Geschäftsjahr 2025: Umsatz nach Bereichen. | © Bosch
Die Bosch-Gruppe sieht sich weiterhin mit einem herausfordernden wirtschaftlichen Umfeld konfrontiert. Geopolitische Spannungen, Handelsbarrieren und schwache Konjunktur dämpften 2025 die Geschäftsentwicklung. Dennoch konnte der Technologiekonzern seinen Umsatz leicht steigern und richtet den Blick nun auf Wachstum durch Innovation.
Im Geschäftsjahr 2025 erzielte Bosch einen Umsatz von 91,0 Milliarden Euro. Die operative EBIT-Rendite lag mit 2,0 Prozent unter dem Vorjahr. Belastend wirkten vor allem Rückstellungen für Struktur- und Personalanpassungen in Höhe von 2,7 Milliarden Euro.
Strategie 2030: Wettbewerbsfähigkeit im Fokus
Mit seiner „Strategie 2030“ will Bosch gezielt auf Innovation und Differenzierung setzen. Vorstandschef Stefan Hartung betont die Rolle technologischer Entwicklungen für zukünftiges Wachstum: „Bosch kann Zukunft – auch unter ungünstigen Bedingungen. 2026 wird ein Jahr des Vorankommens sein.“
Gleichzeitig arbeitet das Unternehmen an seiner Kostenstruktur. Insbesondere im Automobilbereich reagiert Bosch auf steigenden Preisdruck und globale Konkurrenz – etwa aus China – mit Anpassungen an den Standorten und effizienteren Prozessen. Hartung spricht von notwendigen, aber sozialverträglich umgesetzten Maßnahmen.

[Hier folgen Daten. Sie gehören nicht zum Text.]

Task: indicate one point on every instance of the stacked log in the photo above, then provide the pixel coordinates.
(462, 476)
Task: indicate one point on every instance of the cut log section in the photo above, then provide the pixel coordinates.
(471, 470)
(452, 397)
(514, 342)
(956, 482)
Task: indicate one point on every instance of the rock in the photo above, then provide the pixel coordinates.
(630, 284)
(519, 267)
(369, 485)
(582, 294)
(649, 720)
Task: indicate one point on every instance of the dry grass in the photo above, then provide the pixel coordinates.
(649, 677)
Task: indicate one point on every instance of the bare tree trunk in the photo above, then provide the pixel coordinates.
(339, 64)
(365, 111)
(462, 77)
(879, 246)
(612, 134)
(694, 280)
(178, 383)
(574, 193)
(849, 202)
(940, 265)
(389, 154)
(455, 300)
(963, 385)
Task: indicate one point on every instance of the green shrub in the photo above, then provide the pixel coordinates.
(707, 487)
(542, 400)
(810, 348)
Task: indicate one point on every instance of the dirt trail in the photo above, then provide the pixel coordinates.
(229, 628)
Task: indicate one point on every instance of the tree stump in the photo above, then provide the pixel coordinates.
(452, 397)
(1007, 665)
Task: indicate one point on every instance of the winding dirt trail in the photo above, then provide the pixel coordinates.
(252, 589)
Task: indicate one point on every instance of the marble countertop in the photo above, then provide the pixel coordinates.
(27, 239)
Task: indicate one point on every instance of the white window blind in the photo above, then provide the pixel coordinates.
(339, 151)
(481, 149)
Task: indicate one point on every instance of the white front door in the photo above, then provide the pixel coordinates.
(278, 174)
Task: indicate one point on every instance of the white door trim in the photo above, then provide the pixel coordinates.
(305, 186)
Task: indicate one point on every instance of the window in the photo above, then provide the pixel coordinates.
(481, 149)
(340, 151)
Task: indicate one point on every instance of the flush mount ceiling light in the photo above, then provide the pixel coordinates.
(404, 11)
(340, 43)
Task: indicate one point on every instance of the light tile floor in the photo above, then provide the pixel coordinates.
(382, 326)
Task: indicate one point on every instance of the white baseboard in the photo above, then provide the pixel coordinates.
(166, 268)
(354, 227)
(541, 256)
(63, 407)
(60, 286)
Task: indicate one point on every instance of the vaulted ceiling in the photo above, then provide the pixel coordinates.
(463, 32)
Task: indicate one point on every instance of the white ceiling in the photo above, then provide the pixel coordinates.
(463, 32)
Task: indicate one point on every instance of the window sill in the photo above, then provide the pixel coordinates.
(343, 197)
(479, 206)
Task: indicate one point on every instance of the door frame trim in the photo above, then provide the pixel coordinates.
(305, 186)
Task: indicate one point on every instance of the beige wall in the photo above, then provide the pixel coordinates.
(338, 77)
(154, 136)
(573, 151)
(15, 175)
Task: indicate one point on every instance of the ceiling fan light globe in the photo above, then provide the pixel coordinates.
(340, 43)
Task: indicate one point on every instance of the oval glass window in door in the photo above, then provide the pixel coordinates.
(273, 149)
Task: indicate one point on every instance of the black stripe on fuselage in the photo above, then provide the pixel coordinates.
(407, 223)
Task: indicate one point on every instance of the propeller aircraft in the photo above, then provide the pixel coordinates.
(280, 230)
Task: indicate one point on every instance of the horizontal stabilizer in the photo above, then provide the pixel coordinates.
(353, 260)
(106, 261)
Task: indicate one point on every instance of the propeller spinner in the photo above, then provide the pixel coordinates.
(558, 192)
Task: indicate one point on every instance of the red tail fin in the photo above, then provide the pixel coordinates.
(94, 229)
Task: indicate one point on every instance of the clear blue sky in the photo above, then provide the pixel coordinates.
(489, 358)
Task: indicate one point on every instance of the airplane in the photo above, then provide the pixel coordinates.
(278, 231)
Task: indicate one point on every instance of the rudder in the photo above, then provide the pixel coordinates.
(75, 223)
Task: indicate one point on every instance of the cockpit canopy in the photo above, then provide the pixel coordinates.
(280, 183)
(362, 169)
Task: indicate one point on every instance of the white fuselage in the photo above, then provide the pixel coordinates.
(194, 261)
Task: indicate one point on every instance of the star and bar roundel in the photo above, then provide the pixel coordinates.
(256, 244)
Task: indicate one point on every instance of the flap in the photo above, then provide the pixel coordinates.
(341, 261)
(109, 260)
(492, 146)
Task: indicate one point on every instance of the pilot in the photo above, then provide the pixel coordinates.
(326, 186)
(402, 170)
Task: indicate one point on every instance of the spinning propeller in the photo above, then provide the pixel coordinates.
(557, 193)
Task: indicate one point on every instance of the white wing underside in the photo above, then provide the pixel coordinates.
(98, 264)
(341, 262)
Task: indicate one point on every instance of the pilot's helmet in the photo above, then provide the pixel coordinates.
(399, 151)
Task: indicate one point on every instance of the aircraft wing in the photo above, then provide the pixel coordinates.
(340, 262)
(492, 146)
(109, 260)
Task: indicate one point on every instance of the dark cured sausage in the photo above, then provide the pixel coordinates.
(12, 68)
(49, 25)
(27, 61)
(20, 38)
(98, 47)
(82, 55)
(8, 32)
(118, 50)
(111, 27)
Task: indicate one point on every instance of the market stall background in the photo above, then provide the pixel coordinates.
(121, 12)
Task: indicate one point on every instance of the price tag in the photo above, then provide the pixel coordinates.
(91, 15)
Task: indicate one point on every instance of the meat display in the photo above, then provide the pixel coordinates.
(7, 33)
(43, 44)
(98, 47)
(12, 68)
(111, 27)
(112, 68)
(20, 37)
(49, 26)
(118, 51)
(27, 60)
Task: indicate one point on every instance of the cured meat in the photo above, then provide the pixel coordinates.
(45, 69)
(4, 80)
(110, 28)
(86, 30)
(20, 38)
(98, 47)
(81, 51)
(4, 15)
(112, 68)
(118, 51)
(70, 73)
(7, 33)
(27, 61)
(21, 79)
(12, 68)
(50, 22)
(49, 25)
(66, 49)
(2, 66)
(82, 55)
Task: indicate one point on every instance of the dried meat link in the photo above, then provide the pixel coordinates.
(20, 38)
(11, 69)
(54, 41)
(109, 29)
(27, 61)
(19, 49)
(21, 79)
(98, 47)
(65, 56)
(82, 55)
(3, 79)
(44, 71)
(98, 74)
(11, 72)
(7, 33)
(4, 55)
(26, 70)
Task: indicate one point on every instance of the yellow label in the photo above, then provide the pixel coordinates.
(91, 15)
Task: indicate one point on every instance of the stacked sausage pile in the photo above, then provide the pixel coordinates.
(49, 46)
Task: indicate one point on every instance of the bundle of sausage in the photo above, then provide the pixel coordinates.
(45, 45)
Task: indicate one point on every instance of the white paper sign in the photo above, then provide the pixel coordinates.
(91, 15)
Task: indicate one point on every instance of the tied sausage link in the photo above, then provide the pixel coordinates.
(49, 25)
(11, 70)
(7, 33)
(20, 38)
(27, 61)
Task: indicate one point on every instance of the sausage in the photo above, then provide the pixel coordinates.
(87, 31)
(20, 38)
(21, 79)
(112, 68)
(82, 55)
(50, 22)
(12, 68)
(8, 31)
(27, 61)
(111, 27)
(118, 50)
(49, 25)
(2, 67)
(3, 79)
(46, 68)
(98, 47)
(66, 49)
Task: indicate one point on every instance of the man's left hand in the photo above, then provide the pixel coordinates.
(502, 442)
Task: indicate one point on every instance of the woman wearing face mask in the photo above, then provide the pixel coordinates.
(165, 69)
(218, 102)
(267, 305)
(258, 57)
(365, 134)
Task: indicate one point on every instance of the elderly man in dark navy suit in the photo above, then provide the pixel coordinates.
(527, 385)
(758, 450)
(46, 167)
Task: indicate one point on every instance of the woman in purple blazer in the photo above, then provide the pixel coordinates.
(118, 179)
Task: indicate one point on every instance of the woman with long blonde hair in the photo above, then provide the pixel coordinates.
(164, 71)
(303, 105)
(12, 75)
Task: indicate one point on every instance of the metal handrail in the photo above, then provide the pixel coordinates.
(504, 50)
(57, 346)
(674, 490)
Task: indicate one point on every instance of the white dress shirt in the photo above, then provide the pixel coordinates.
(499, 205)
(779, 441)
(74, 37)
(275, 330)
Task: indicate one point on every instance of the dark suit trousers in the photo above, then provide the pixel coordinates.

Ausblick 2026: Moderate Erholung erwartet
Für das laufende Geschäftsjahr rechnet Bosch mit einem Umsatzwachstum zwischen zwei und fünf Prozent sowie einer deutlich verbesserten EBIT-Rendite von vier bis sechs Prozent. Auch ein positiver Free-Cash-Flow wird erwartet.
Finanzchef Markus Forschner sieht die Grundlage dafür in einer gestärkten Wettbewerbsfähigkeit: „Das Fundament für profitables Wachstum ist die Wettbewerbsfähigkeit – sie sichert uns die Investitionen der Zukunft.“
Innovation als Wachstumstreiber
Zentral für die Strategie bleibt die hohe Investition in Forschung und Entwicklung. 2025 investierte Bosch rund zwölf Milliarden Euro in Zukunftsfelder wie Automatisierung, Elektrifizierung und künstliche Intelligenz. Mit rund 6.300 Patentanmeldungen zählt das Unternehmen weiterhin zu den innovationsstärksten Industrieunternehmen Europas.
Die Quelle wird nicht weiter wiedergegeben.